Non-Foods: Video-Assisted Ignorance
By Frank Zappa
From Guitar Player Magazine, April 1984
All previous "Non-Foods" columns have been prepared as question-answer items, resulting from interviews conducted by Guitar Player staff (either by phone or in person). This column, and hopefully some others in the future, will be handled as pieces of original writing, designed for the interests of GP readers.
Since I seldom touch the guitar anymore, trying to think of "guitar-oriented conversational topics" – in the strictest sense – is a bit difficult, but as the name of the column suggests, there are other matters worth commenting on for the benefit of people who play music. Our topic for today will be: Video-assisted ignorance.
Rock videos are expensive. An average cheapie costs $40,000, and on the high side they cost $300,000 (and some, I have heard, cost even more than that).
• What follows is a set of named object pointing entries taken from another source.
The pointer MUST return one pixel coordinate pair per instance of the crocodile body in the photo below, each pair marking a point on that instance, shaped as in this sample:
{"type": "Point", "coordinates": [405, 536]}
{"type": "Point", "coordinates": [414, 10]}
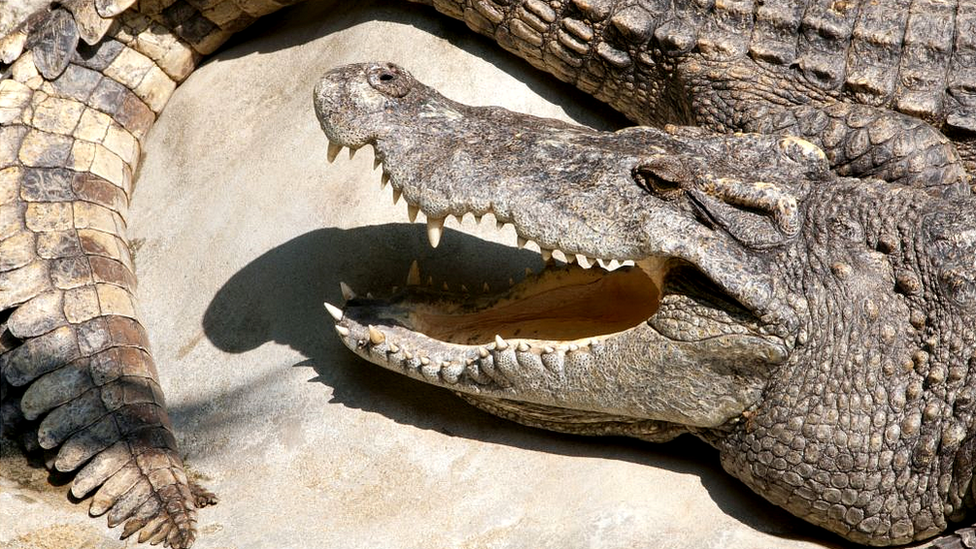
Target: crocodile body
{"type": "Point", "coordinates": [834, 73]}
{"type": "Point", "coordinates": [81, 86]}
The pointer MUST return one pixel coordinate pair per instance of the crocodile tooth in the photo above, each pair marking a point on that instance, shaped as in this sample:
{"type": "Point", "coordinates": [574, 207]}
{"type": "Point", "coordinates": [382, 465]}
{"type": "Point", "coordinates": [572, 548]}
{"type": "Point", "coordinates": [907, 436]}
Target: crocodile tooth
{"type": "Point", "coordinates": [375, 336]}
{"type": "Point", "coordinates": [333, 151]}
{"type": "Point", "coordinates": [435, 228]}
{"type": "Point", "coordinates": [413, 276]}
{"type": "Point", "coordinates": [334, 311]}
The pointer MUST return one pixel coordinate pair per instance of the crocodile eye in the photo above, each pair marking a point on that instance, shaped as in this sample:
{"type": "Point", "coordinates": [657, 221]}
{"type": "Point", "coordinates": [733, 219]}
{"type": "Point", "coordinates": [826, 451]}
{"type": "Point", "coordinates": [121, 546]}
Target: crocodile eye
{"type": "Point", "coordinates": [389, 79]}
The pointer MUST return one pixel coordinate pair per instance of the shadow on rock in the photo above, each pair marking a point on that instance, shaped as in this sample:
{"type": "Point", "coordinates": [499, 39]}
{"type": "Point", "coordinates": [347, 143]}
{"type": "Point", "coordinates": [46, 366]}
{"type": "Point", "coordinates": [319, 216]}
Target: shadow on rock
{"type": "Point", "coordinates": [278, 297]}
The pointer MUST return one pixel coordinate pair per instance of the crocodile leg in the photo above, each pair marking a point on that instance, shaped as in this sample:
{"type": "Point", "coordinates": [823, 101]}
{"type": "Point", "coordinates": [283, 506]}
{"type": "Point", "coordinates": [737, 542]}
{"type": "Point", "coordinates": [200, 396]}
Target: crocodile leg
{"type": "Point", "coordinates": [74, 109]}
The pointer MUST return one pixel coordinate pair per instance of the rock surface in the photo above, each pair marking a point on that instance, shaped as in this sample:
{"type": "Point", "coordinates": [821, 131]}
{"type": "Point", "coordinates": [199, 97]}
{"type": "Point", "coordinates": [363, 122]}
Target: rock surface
{"type": "Point", "coordinates": [241, 230]}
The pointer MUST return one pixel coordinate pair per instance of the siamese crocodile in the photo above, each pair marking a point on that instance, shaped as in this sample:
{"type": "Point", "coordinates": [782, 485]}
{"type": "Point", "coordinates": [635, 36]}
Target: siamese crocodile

Everybody wants to make one. Everybody believes they are wonderful. Everybody believes they help careers and motivate tremendous record sales. Let's look at it realistically.
Who pays for it? You probably will. Even with "exclusions" in your record contract, plainly stating that if a video is produced, the company will pick up the tab, you (as an artist) are at the mercy of the record company if they decide – as one major record company recently did – that all such exclusions are void. This means that even if the record company told you they were going to pick up the tab for your splendid little video masterpiece, they can give you a hose job any time. They hold all your royalties. They will take the cost of the video out of your pocket before you make a nickel from any records sold. And as an artist, you don't stand a chance of prevailing against them in court, even if you decide to spend five years and a few hundred thousand dollars suing them.
As a musician in America, your value as a human being is (to put it mildly) small. If you are a rock and roll guitarist – less than small. If you go to court with them, the judge will look at them and their well-tailored lawyers and say, "These are honest, worthwhile, productive members of an important American industry. "Then he'll look at you and say, "Scum of the earth! How dare you complain about your treatment by these fine men? Do you think you even have a right to be alive in our great land? Go away, and be thankful I have not given you the death penalty for questioning the behavior of this spotless company!"
Make no mistake: You will pay!
What will you get for your money? Less than you think. If you think your video promo with that terrific new song (that sounds like everybody else's new song, and even uses the same stupid shots of the "group running down the wet street," the close-up of the "rented cute girl's lips," the medium shot of the car door, the dove, the "outer space," the wide-angle "lead vocalist's grimace," the etc.) is going to get the entire planet excited, then you are jerking yourself off. You can listen to a good record hundreds of times and still like it. You can watch a video maybe six times and it's boring.
When you watch a video, better than 50% of what you experience and react to is visual. You don't hum it; you watch it, like any other TV material. It doesn't matter. It is only "stuff." It is (usually by intent) just a commercial for a record. Some people have the nerve to think of this as video art. These same people think of Cabbage Patch dolls as a revolutionary form of "soft sculpture."
But won't we sell a million records? Maybe you will. Maybe you have good music on your record. If the radio plays it, then it will sell. If your video gets exposure, maybe the radio will play your record. But it will be the radio that sells the record.